But today I am looking at the Discovery Queue behavior when your game launches (both Early Access and full normal launch). All games automatically get some visibility in the DQ at launch.
I have found that for most games, the DQ accounts for ALMOST HALF of a game’s total page visits during the 2 weeks of launch. The DQ is the reason you pay Valve 30%. It REALLY boosts your game’s visibility.
Since half of your traffic comes from this stupid widget, we should probably look at how this thing works right?
So I sent out a call to the HTMAG community asking them for their DQ data in the 2-weeks following their game launch. What you are about to read is the summation of the survey results.
Benchmark tiers
75 games were included in my survey. I got responses from developers whose games made MILLIONS all the way to developers who didn’t get a single review. The DQ data is remarkably different along this entire spectrum so it is important to bucket the results.

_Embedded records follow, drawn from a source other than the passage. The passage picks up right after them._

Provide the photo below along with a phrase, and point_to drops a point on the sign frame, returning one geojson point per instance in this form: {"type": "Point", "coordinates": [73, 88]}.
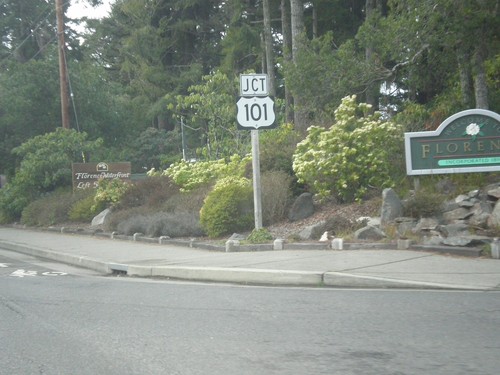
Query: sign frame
{"type": "Point", "coordinates": [258, 83]}
{"type": "Point", "coordinates": [254, 118]}
{"type": "Point", "coordinates": [87, 175]}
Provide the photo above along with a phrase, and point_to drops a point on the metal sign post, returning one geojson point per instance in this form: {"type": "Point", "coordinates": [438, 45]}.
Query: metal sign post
{"type": "Point", "coordinates": [255, 111]}
{"type": "Point", "coordinates": [257, 202]}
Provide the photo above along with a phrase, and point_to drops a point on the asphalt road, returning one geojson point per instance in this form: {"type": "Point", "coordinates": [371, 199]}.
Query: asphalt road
{"type": "Point", "coordinates": [61, 320]}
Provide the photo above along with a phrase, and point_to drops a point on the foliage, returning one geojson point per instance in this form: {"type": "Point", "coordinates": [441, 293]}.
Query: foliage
{"type": "Point", "coordinates": [161, 224]}
{"type": "Point", "coordinates": [51, 208]}
{"type": "Point", "coordinates": [228, 207]}
{"type": "Point", "coordinates": [277, 147]}
{"type": "Point", "coordinates": [110, 191]}
{"type": "Point", "coordinates": [424, 203]}
{"type": "Point", "coordinates": [340, 226]}
{"type": "Point", "coordinates": [192, 175]}
{"type": "Point", "coordinates": [353, 155]}
{"type": "Point", "coordinates": [152, 191]}
{"type": "Point", "coordinates": [260, 236]}
{"type": "Point", "coordinates": [275, 195]}
{"type": "Point", "coordinates": [152, 149]}
{"type": "Point", "coordinates": [323, 75]}
{"type": "Point", "coordinates": [86, 208]}
{"type": "Point", "coordinates": [210, 110]}
{"type": "Point", "coordinates": [45, 165]}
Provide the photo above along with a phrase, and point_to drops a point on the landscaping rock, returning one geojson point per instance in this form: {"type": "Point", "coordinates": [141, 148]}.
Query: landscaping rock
{"type": "Point", "coordinates": [391, 207]}
{"type": "Point", "coordinates": [313, 232]}
{"type": "Point", "coordinates": [101, 217]}
{"type": "Point", "coordinates": [369, 233]}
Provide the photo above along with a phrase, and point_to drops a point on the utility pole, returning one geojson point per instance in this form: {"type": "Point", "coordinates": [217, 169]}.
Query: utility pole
{"type": "Point", "coordinates": [63, 75]}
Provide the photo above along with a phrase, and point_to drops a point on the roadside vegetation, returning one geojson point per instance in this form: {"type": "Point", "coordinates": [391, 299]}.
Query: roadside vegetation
{"type": "Point", "coordinates": [155, 83]}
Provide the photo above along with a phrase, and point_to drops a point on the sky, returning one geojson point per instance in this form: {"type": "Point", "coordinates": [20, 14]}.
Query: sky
{"type": "Point", "coordinates": [81, 8]}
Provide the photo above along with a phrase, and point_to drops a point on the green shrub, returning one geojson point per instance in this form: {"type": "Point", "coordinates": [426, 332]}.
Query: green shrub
{"type": "Point", "coordinates": [45, 166]}
{"type": "Point", "coordinates": [277, 147]}
{"type": "Point", "coordinates": [51, 209]}
{"type": "Point", "coordinates": [424, 203]}
{"type": "Point", "coordinates": [275, 195]}
{"type": "Point", "coordinates": [152, 191]}
{"type": "Point", "coordinates": [192, 175]}
{"type": "Point", "coordinates": [260, 236]}
{"type": "Point", "coordinates": [161, 224]}
{"type": "Point", "coordinates": [86, 208]}
{"type": "Point", "coordinates": [358, 152]}
{"type": "Point", "coordinates": [228, 207]}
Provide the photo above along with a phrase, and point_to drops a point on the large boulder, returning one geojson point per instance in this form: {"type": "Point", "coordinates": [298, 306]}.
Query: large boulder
{"type": "Point", "coordinates": [369, 233]}
{"type": "Point", "coordinates": [100, 218]}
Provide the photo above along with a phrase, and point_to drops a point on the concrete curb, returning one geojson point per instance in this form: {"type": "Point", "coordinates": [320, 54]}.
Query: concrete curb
{"type": "Point", "coordinates": [345, 280]}
{"type": "Point", "coordinates": [231, 275]}
{"type": "Point", "coordinates": [79, 261]}
{"type": "Point", "coordinates": [235, 275]}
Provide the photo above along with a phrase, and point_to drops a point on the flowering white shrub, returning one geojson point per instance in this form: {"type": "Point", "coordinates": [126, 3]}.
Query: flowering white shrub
{"type": "Point", "coordinates": [355, 153]}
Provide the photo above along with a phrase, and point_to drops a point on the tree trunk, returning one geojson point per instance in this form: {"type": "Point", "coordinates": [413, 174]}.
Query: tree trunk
{"type": "Point", "coordinates": [297, 12]}
{"type": "Point", "coordinates": [287, 55]}
{"type": "Point", "coordinates": [480, 83]}
{"type": "Point", "coordinates": [268, 41]}
{"type": "Point", "coordinates": [466, 84]}
{"type": "Point", "coordinates": [372, 90]}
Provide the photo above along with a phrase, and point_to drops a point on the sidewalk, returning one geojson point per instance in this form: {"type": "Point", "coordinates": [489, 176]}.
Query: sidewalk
{"type": "Point", "coordinates": [380, 268]}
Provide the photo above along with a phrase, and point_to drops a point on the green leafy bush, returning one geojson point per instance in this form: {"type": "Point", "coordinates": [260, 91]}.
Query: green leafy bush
{"type": "Point", "coordinates": [50, 209]}
{"type": "Point", "coordinates": [162, 224]}
{"type": "Point", "coordinates": [45, 165]}
{"type": "Point", "coordinates": [228, 207]}
{"type": "Point", "coordinates": [152, 191]}
{"type": "Point", "coordinates": [189, 175]}
{"type": "Point", "coordinates": [275, 195]}
{"type": "Point", "coordinates": [110, 191]}
{"type": "Point", "coordinates": [424, 203]}
{"type": "Point", "coordinates": [359, 151]}
{"type": "Point", "coordinates": [86, 208]}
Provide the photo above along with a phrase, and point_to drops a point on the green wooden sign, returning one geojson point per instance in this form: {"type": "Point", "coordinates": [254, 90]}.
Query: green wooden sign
{"type": "Point", "coordinates": [468, 141]}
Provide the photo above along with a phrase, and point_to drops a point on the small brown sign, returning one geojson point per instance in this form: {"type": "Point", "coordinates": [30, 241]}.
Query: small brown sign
{"type": "Point", "coordinates": [87, 175]}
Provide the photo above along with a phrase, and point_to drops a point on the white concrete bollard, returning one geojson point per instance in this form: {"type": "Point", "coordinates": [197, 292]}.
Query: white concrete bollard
{"type": "Point", "coordinates": [338, 244]}
{"type": "Point", "coordinates": [495, 249]}
{"type": "Point", "coordinates": [279, 244]}
{"type": "Point", "coordinates": [232, 245]}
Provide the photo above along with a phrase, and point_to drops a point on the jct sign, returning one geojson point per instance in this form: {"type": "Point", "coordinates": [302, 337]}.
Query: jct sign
{"type": "Point", "coordinates": [468, 141]}
{"type": "Point", "coordinates": [87, 175]}
{"type": "Point", "coordinates": [255, 108]}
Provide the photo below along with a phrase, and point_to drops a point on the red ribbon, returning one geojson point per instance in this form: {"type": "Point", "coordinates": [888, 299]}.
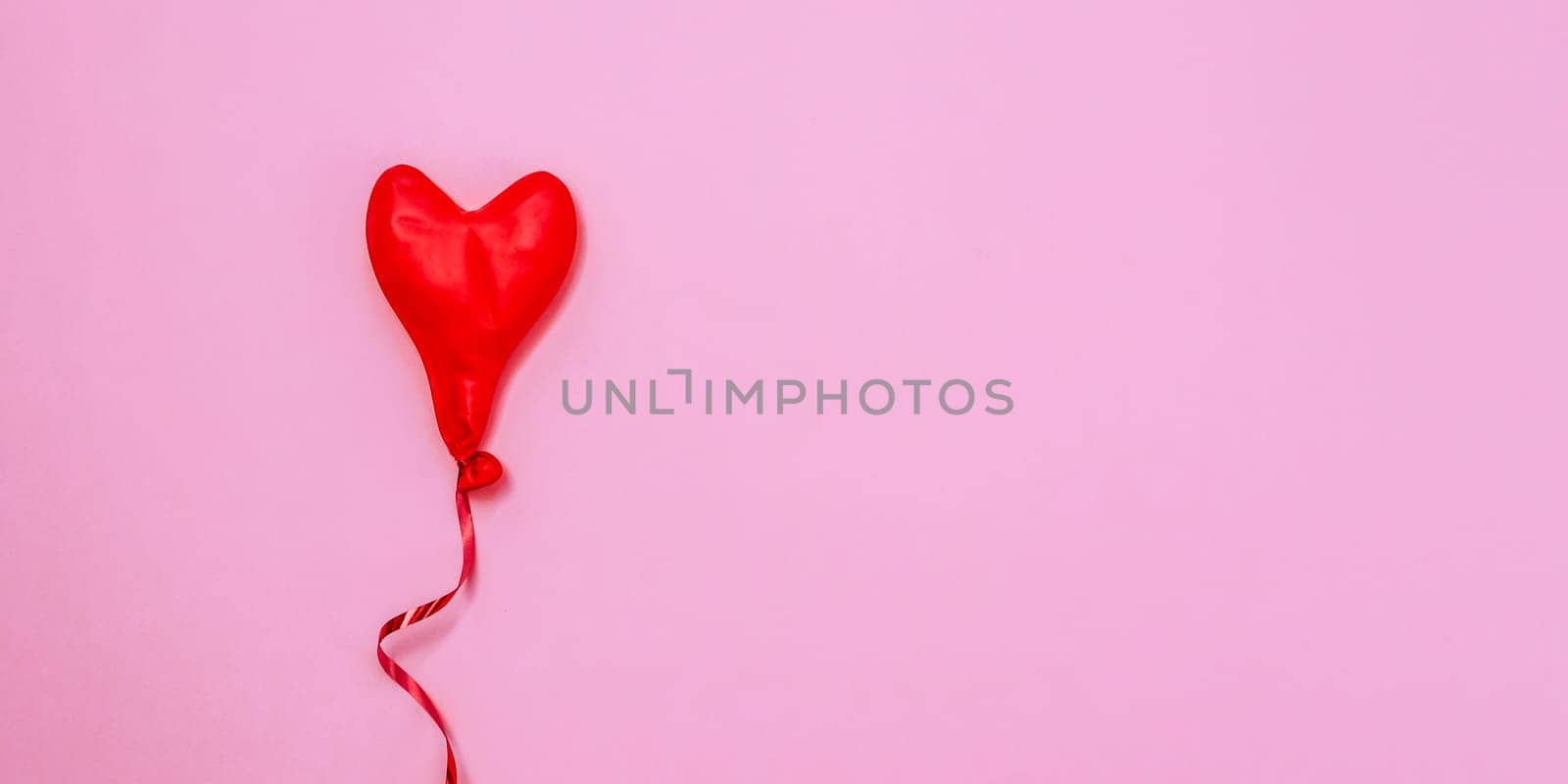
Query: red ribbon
{"type": "Point", "coordinates": [425, 611]}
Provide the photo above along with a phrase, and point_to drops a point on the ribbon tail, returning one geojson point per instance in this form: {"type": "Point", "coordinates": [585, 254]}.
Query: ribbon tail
{"type": "Point", "coordinates": [419, 613]}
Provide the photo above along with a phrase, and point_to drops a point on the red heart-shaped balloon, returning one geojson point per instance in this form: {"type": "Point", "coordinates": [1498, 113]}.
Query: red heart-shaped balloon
{"type": "Point", "coordinates": [467, 286]}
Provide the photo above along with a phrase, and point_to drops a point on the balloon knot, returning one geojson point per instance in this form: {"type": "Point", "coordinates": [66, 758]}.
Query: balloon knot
{"type": "Point", "coordinates": [478, 470]}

For the entirety of this post, I am going to refer to 4 sales levels based on total gross revenue (pre-steam cut) as reported by the person who submitted their data to my survey. (See the appendix for why I use TOTAL gross)
I bucketed the amount of money each game earned as follows:
💎$1 Million+ (Diamond tier is life changing money)
🥇$999,999-$150,000 (Gold tier is “real Steam” which means the Steam algorithm actively promotes the game and the game made enough that Valve will give you promotional opportunities like Daily Deals).
🥈$149K – $30,000 (Silver tier means the game just didn’t earn enough to be promoted by the algorithm. Usually I see games land here if they were marketed well but there was just a mismatch between the Steam audience and the game. It didn’t catch fire).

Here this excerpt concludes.